Modi believes that employer branding sits somewhere between marketing, HR and, to a degree, a company’s consumer-branding strategy.
“The idea is to be transparent,” she says. “The strongest employer brands are created when people outside of the organisation say the same things about it as the employees within it and its stakeholders. You should make sure that who you want to be, who you already are, and who others think you are, are all aligned. Your EVP is really strong when your values are long term, consistent and true to your company – and you don’t really want to employ a person who values an attribute that you don’t offer.”
While a desire for job security is common among workers around the globe, Universum’s surveys show that in Hong Kong, workers also seek careers which offer a good work-life balance and through which they will serve a greater good. “This softer, or more idealistic aspect, is stronger in Hong Kong than in the rest of the world,” Modi says. “Green issues and sustainability are quite important to people here.”
She also notes the starkly different priorities Hongkongers have compared to people on the mainland when it comes to weighing up their career choices. “In China, being dedicated to a cause or serving the greater good is one of the least important criteria. There it is a lot more about being independent or autonomous and about being a leader or manager of people.”
Among members of Gen Y, and to a certain extent Gen X, Universum found that professional training and development, and a friendly working environment, were also important factors when making career choices.
Debbie Matson, managing director of recruitment firm Links International, has also been tracking the changing preferences of job candidates and how companies should adjust their employer-branding strategies in response.
“In banking, we are seeing some shift in candidates’ choices from big brands to boutique firms. Some candidates are interested in the more subtle idea that with a boutique firm they may get a role with more scope, better work-life balance and possibly higher compensation,” she says.
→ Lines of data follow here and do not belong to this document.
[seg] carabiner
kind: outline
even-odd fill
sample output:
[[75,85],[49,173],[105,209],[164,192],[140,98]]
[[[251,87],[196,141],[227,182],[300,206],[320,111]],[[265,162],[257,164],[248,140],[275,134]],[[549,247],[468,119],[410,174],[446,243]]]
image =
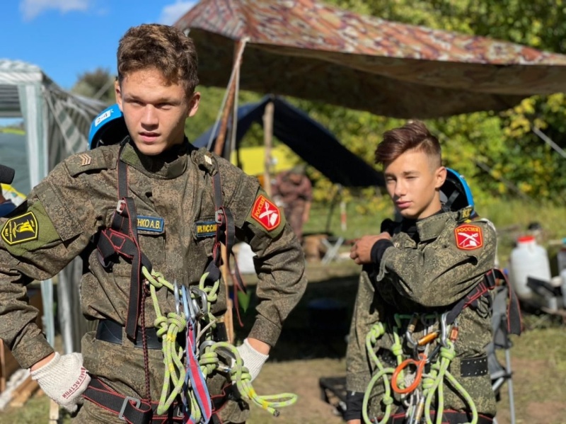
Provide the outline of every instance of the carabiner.
[[177,315],[180,315],[181,299],[179,294],[179,283],[177,282],[176,278],[173,282],[173,292],[175,294],[175,311],[177,312]]
[[417,342],[412,338],[412,333],[415,331],[415,328],[417,326],[417,323],[419,321],[418,314],[413,314],[409,325],[407,326],[407,331],[405,332],[405,338],[407,340],[407,343],[411,347],[414,348],[417,345]]
[[[421,379],[422,379],[422,372],[424,369],[424,365],[426,364],[427,355],[424,353],[419,353],[418,360],[409,358],[405,360],[400,364],[399,364],[399,366],[395,369],[393,375],[391,377],[391,388],[393,389],[393,391],[400,394],[405,394],[407,393],[410,393],[417,389],[420,384]],[[413,381],[412,384],[406,389],[400,389],[397,385],[397,378],[399,376],[399,373],[410,365],[415,365],[417,367],[417,374],[415,376],[415,381]]]
[[197,312],[197,318],[200,319],[208,315],[208,297],[207,297],[207,292],[195,287],[191,287],[190,291],[194,293],[195,296],[200,297],[200,304],[198,304],[197,299],[192,299],[194,302],[193,304],[198,311]]

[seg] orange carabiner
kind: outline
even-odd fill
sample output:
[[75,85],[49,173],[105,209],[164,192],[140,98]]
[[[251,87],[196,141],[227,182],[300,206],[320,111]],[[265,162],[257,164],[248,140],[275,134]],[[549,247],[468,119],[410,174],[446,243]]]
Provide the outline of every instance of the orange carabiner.
[[[393,391],[404,394],[405,393],[410,393],[417,387],[418,387],[419,384],[420,384],[420,380],[422,378],[422,371],[424,369],[424,365],[426,364],[427,355],[424,353],[419,353],[418,360],[409,358],[402,362],[399,366],[395,369],[393,375],[391,377],[391,387],[393,388]],[[417,375],[415,376],[415,381],[412,382],[412,384],[407,387],[407,389],[400,389],[397,385],[397,377],[399,376],[399,373],[401,371],[410,365],[415,365],[417,367]]]

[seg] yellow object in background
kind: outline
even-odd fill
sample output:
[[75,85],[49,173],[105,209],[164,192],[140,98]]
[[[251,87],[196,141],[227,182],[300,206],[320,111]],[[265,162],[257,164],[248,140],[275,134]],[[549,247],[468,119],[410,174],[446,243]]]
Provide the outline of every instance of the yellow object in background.
[[11,200],[12,203],[19,206],[25,200],[25,195],[21,193],[9,184],[0,184],[2,195],[6,200]]
[[[272,163],[270,170],[272,175],[282,171],[291,169],[299,160],[299,156],[284,144],[280,144],[271,149]],[[231,157],[232,164],[237,165],[236,151],[232,152]],[[243,171],[250,176],[262,176],[265,165],[265,148],[241,147],[240,149],[240,161]]]

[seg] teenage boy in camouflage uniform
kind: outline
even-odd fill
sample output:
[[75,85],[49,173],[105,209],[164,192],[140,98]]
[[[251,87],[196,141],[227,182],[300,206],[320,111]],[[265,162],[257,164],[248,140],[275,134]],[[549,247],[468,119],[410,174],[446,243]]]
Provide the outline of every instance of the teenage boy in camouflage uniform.
[[[351,250],[350,257],[364,267],[347,353],[348,424],[361,422],[364,392],[372,373],[377,371],[366,348],[366,336],[372,327],[379,322],[386,324],[385,333],[373,346],[383,367],[398,367],[399,355],[403,360],[420,360],[426,352],[432,362],[424,372],[429,372],[431,365],[438,360],[439,350],[434,354],[434,348],[439,346],[440,334],[432,338],[430,349],[415,348],[413,342],[426,340],[422,338],[424,323],[418,320],[414,330],[405,333],[408,320],[396,321],[395,314],[397,318],[413,314],[420,316],[437,313],[441,316],[483,281],[495,259],[492,224],[470,222],[462,219],[460,212],[443,208],[439,190],[446,170],[441,165],[438,139],[424,124],[412,122],[386,132],[376,151],[376,162],[383,166],[387,190],[403,220],[398,224],[386,220],[381,234],[362,237]],[[456,357],[449,371],[471,396],[479,413],[478,423],[490,423],[495,414],[495,399],[485,353],[492,336],[490,294],[480,297],[473,306],[464,308],[457,320]],[[403,326],[400,353],[392,348],[393,328],[399,323]],[[434,330],[439,331],[439,326],[436,323]],[[434,337],[434,331],[428,333]],[[404,369],[405,373],[411,370]],[[422,393],[422,385],[419,389]],[[450,384],[444,384],[444,391],[441,422],[469,423],[469,403]],[[381,420],[386,403],[393,401],[391,418],[386,423],[408,423],[407,405],[402,404],[400,394],[395,393],[393,400],[386,397],[381,382],[373,386],[368,416]],[[438,401],[435,398],[432,406],[434,422]]]

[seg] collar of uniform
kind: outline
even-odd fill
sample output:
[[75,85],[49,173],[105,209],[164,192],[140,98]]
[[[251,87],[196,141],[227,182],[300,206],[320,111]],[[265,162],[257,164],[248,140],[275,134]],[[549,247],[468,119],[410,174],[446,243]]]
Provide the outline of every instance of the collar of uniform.
[[456,212],[439,212],[417,221],[417,231],[421,241],[436,239],[444,230],[449,221],[456,219]]
[[120,159],[149,176],[175,178],[187,169],[191,147],[185,138],[182,144],[173,146],[161,154],[146,156],[136,149],[133,142],[130,141],[125,146]]

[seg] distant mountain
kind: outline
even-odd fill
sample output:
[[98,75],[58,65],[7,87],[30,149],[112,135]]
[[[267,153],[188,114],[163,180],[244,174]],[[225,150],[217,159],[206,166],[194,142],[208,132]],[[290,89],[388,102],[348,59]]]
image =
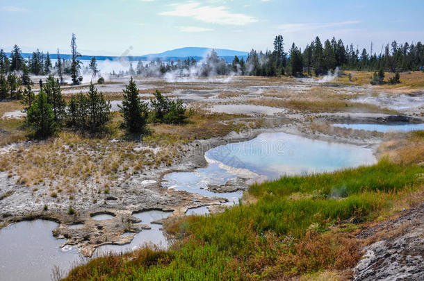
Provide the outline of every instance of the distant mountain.
[[[156,60],[158,58],[163,61],[177,61],[178,60],[184,60],[188,57],[194,58],[196,60],[199,61],[202,58],[205,58],[208,53],[211,50],[211,48],[199,48],[199,47],[186,47],[175,49],[174,50],[166,51],[159,53],[151,53],[145,56],[127,56],[124,57],[128,58],[129,60]],[[231,62],[234,58],[235,56],[237,56],[240,59],[242,58],[245,60],[247,58],[247,52],[243,52],[240,51],[228,50],[225,49],[215,49],[215,51],[218,53],[220,58],[224,58],[227,62]],[[10,55],[10,53],[6,53],[8,56]],[[45,53],[44,53],[45,54]],[[25,58],[31,57],[31,53],[22,53],[22,56]],[[90,60],[93,56],[85,56],[83,55],[80,60]],[[95,56],[97,60],[113,60],[117,58],[122,58],[122,57],[117,56]],[[72,58],[71,55],[69,54],[60,54],[62,58],[69,60]],[[51,53],[50,58],[56,59],[57,55],[56,53]]]
[[[145,57],[152,58],[187,58],[187,57],[199,57],[204,58],[207,53],[211,50],[211,48],[199,48],[199,47],[185,47],[175,49],[174,50],[166,51],[163,53],[152,53],[143,56]],[[215,49],[215,51],[220,57],[234,57],[247,56],[247,52],[240,51],[228,50],[225,49]]]

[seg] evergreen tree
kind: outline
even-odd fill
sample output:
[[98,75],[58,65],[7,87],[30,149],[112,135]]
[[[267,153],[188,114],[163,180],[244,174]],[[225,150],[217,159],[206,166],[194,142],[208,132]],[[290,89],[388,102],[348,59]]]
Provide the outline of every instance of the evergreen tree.
[[36,137],[45,138],[57,130],[51,105],[47,101],[47,96],[42,89],[26,112],[26,123],[34,130]]
[[44,66],[41,62],[41,53],[38,49],[36,51],[33,52],[33,54],[29,60],[29,66],[31,71],[35,74],[40,75],[43,72]]
[[79,58],[80,58],[81,55],[76,51],[76,37],[74,33],[72,33],[72,38],[71,39],[71,52],[72,59],[71,61],[70,72],[71,78],[72,78],[72,85],[79,85],[83,80],[83,77],[79,74],[81,61],[79,60]]
[[132,77],[124,90],[120,112],[124,117],[124,126],[129,133],[142,133],[147,124],[147,105],[138,96],[138,90]]
[[48,103],[51,105],[54,121],[60,126],[65,121],[66,114],[66,102],[62,95],[60,85],[53,75],[49,75],[42,88],[47,96]]
[[[132,65],[131,65],[131,68],[132,69]],[[96,57],[91,58],[91,60],[90,61],[90,65],[88,65],[88,67],[92,72],[92,76],[91,76],[91,83],[92,83],[92,79],[96,77],[96,75],[99,73],[99,69],[97,69],[97,62],[96,61]],[[131,71],[130,71],[130,73]]]
[[10,68],[10,62],[3,49],[0,49],[0,71],[7,74]]
[[234,58],[233,59],[233,62],[231,62],[231,67],[233,72],[238,72],[238,69],[240,68],[240,60],[238,59],[238,57],[237,56],[235,56]]
[[31,85],[32,83],[29,77],[29,70],[26,64],[22,65],[22,76],[21,78],[22,80],[22,85]]
[[10,71],[19,71],[22,70],[23,63],[24,58],[22,58],[21,49],[17,45],[13,46],[13,49],[10,53]]
[[323,71],[324,73],[327,72],[330,69],[336,69],[336,55],[329,40],[325,40],[324,42],[323,62]]
[[16,74],[16,72],[10,72],[7,79],[10,99],[20,99],[22,96],[20,86],[22,85],[21,78]]
[[85,129],[87,126],[87,97],[82,92],[74,94],[67,105],[67,126],[75,129]]
[[324,50],[323,49],[323,44],[321,44],[320,37],[317,36],[315,38],[313,43],[311,44],[311,46],[313,46],[312,49],[313,57],[313,71],[315,72],[315,75],[318,76],[326,72],[324,70]]
[[95,133],[104,129],[106,123],[111,121],[111,103],[105,101],[103,93],[98,92],[95,85],[90,85],[87,97],[88,127]]
[[58,69],[58,75],[59,76],[60,84],[63,84],[63,67],[62,65],[62,60],[60,59],[59,49],[58,49],[58,61],[56,62],[54,67]]
[[0,69],[0,99],[7,99],[9,94],[9,84],[3,70]]
[[25,106],[24,108],[24,110],[25,111],[28,111],[28,110],[29,110],[29,108],[33,105],[35,100],[35,95],[34,94],[34,92],[31,90],[29,84],[26,85],[26,89],[24,90],[23,96],[24,96],[21,102]]
[[49,55],[49,52],[47,52],[47,55],[46,56],[46,60],[44,61],[44,73],[46,74],[49,74],[50,73],[51,69],[51,61],[50,60],[50,55]]

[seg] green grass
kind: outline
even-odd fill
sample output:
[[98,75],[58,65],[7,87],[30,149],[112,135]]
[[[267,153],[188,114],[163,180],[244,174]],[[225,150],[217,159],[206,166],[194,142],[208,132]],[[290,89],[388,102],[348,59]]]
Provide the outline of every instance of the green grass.
[[[68,279],[263,280],[350,267],[360,257],[359,244],[342,230],[356,229],[421,188],[423,171],[383,160],[254,185],[255,203],[165,225],[179,238],[171,250],[96,259]],[[338,225],[338,231],[329,228]],[[115,266],[106,265],[112,261]]]

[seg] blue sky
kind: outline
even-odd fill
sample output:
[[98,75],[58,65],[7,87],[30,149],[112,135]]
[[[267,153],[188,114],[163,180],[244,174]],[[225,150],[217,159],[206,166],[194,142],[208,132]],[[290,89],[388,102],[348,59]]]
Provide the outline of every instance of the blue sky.
[[302,49],[335,36],[380,53],[424,42],[424,1],[0,0],[0,47],[69,53],[72,33],[86,55],[143,55],[184,46],[239,51]]

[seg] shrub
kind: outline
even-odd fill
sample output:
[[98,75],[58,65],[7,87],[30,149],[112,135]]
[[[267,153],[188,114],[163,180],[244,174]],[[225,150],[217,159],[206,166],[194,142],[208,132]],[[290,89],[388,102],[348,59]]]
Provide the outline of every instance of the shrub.
[[389,84],[395,85],[400,83],[400,75],[399,75],[399,72],[396,72],[393,77],[391,77],[389,78]]
[[157,122],[181,124],[187,117],[186,116],[186,108],[183,104],[183,101],[177,99],[172,101],[156,90],[154,99],[151,99],[152,107],[154,112],[154,119]]
[[371,85],[382,85],[384,83],[384,70],[381,68],[378,71],[378,74],[377,72],[374,72],[373,76],[371,76]]
[[68,103],[69,126],[91,133],[104,130],[111,121],[111,103],[104,99],[93,84],[87,95],[82,93],[71,96]]
[[47,102],[47,96],[42,89],[28,110],[26,123],[35,130],[36,137],[45,138],[54,135],[57,130],[51,105]]
[[124,100],[120,108],[124,117],[123,126],[129,133],[142,133],[146,130],[149,115],[147,104],[142,101],[138,96],[138,89],[132,77],[124,90]]

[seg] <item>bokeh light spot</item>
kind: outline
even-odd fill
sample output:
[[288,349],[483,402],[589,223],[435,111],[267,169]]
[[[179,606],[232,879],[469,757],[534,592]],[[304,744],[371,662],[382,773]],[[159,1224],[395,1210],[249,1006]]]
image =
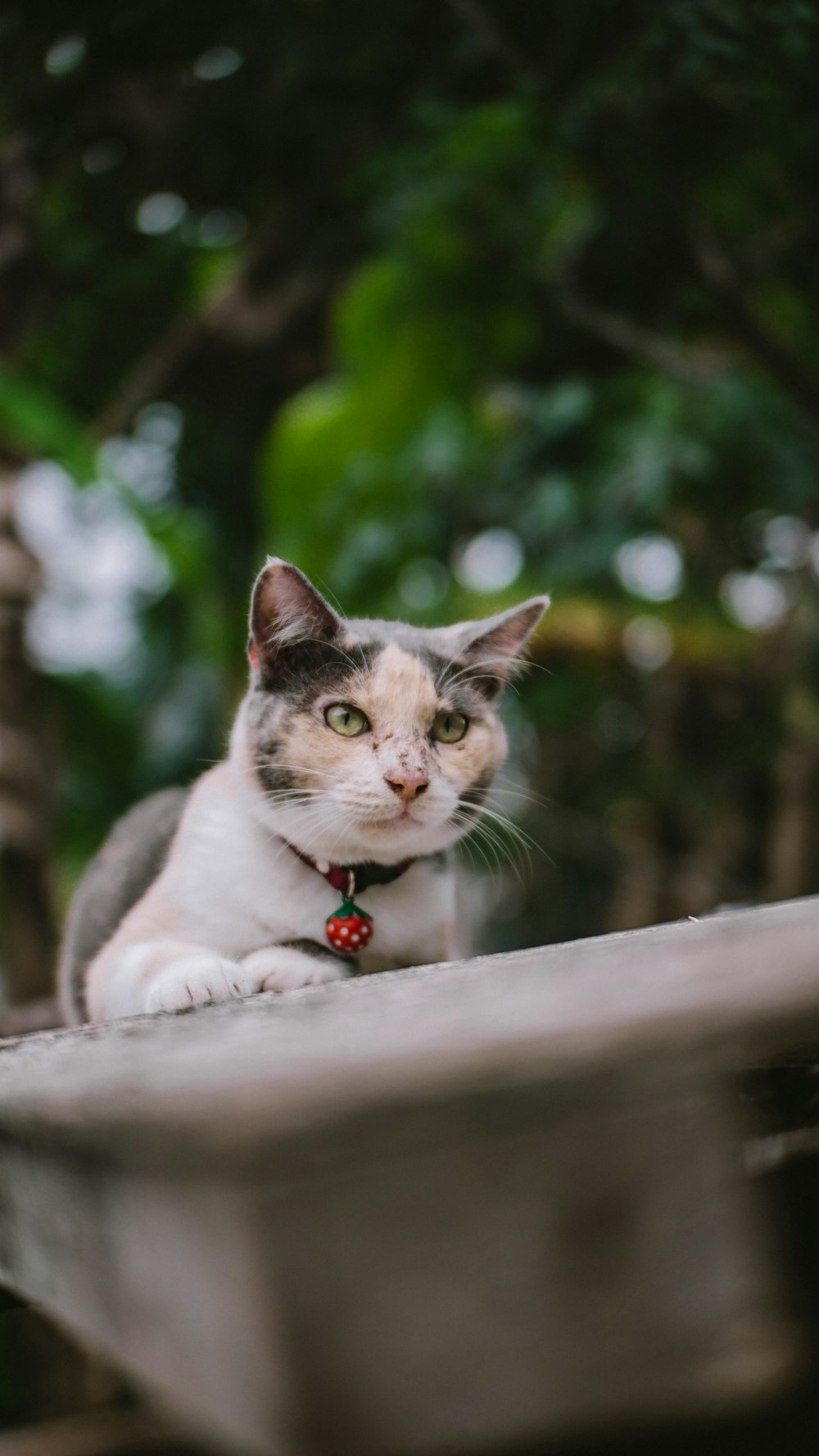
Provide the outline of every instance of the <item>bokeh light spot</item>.
[[730,571],[720,582],[720,598],[729,616],[749,632],[770,632],[790,606],[784,584],[765,571]]
[[669,536],[636,536],[614,556],[614,571],[633,597],[671,601],[682,591],[682,553]]
[[177,192],[151,192],[143,198],[137,208],[137,227],[140,233],[159,236],[170,233],[179,226],[188,211],[188,204]]
[[524,566],[519,536],[505,526],[480,531],[455,552],[454,572],[470,591],[503,591],[518,579]]
[[193,242],[199,248],[231,248],[247,232],[247,220],[228,207],[214,207],[193,224]]
[[640,673],[656,673],[674,652],[674,636],[659,617],[633,617],[623,630],[623,654]]
[[70,76],[83,64],[87,52],[84,35],[63,35],[45,52],[45,70],[49,76]]
[[196,57],[193,76],[198,82],[221,82],[225,76],[233,76],[243,64],[241,51],[234,50],[233,45],[214,45]]

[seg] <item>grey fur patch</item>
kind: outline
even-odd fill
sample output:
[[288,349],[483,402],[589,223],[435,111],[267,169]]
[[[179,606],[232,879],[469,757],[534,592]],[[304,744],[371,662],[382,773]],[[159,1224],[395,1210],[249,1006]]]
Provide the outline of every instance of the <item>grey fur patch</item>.
[[87,1021],[86,971],[128,910],[157,878],[189,792],[161,789],[124,814],[80,879],[68,910],[57,973],[60,1002],[70,1025]]
[[279,941],[278,943],[282,945],[282,946],[287,945],[288,951],[301,951],[303,955],[319,957],[320,961],[321,960],[324,960],[324,961],[346,961],[348,965],[355,965],[356,964],[355,957],[352,957],[352,955],[336,955],[336,952],[332,951],[329,945],[321,945],[320,941],[308,941],[305,936],[301,936],[297,941]]
[[289,794],[295,775],[276,764],[279,732],[294,713],[308,712],[316,699],[337,692],[343,696],[351,677],[372,670],[383,642],[355,642],[343,648],[333,642],[297,642],[276,658],[276,673],[260,677],[247,700],[247,740],[253,766],[269,794]]

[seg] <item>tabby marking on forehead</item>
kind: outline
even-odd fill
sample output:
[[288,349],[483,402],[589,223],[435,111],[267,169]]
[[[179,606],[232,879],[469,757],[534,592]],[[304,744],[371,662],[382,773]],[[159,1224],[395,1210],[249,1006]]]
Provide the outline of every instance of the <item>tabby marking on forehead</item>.
[[387,725],[391,729],[418,729],[434,719],[438,708],[438,690],[426,664],[394,644],[375,658],[362,689],[377,738]]

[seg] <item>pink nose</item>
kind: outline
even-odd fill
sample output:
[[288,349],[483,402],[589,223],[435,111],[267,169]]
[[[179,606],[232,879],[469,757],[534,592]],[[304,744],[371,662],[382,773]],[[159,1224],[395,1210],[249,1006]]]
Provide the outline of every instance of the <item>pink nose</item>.
[[410,799],[419,798],[429,785],[429,779],[423,773],[412,773],[409,769],[399,769],[391,778],[387,779],[393,794],[407,804]]

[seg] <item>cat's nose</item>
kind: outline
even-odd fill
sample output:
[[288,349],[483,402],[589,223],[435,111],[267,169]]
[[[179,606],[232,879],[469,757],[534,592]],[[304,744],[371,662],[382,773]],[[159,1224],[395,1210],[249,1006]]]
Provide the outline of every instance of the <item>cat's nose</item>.
[[397,772],[393,778],[387,779],[393,794],[409,804],[410,799],[419,798],[426,788],[429,788],[429,779],[423,773],[412,773],[407,770]]

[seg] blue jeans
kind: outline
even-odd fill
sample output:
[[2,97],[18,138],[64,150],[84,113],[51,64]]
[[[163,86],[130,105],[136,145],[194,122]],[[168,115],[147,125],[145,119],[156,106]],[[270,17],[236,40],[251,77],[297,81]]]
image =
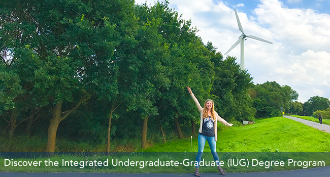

“For candidates in non-banking sales and marketing functions, brand is very important. Once a candidate has built a very solid platform in a brand, they don’t want to negatively affect their future career path by going into the wrong company. We also notice a trend in which candidates are focusing on multinational companies, because they perceive there will be better career paths and international opportunities with them.”
For Modi, the entire employer-branding exercise begins with companies taking a long, hard look at themselves. “They have to look at what perception drives employees to work every day and what keeps them there. They have to analyse what people outside think of the organisation and what people on the inside think is the real identity of the organisation. They then need to find any gaps between the external perception and internal reality and close them,” she says.
The same process applies to those companies struggling with an unappealing image – either because of the nature of the goods or services they supply, or because of some aspect of their employment terms or conditions.
“You need to know what the exact perceptions are that the external talent may have – and especially know the misperceptions they might have and why they might exist. Then you can focus on what you offer as an employer rather than what you offer to consumers. You could focus on, say, challenging work and great training and development, rather than on extremely working long hours,” Modi says.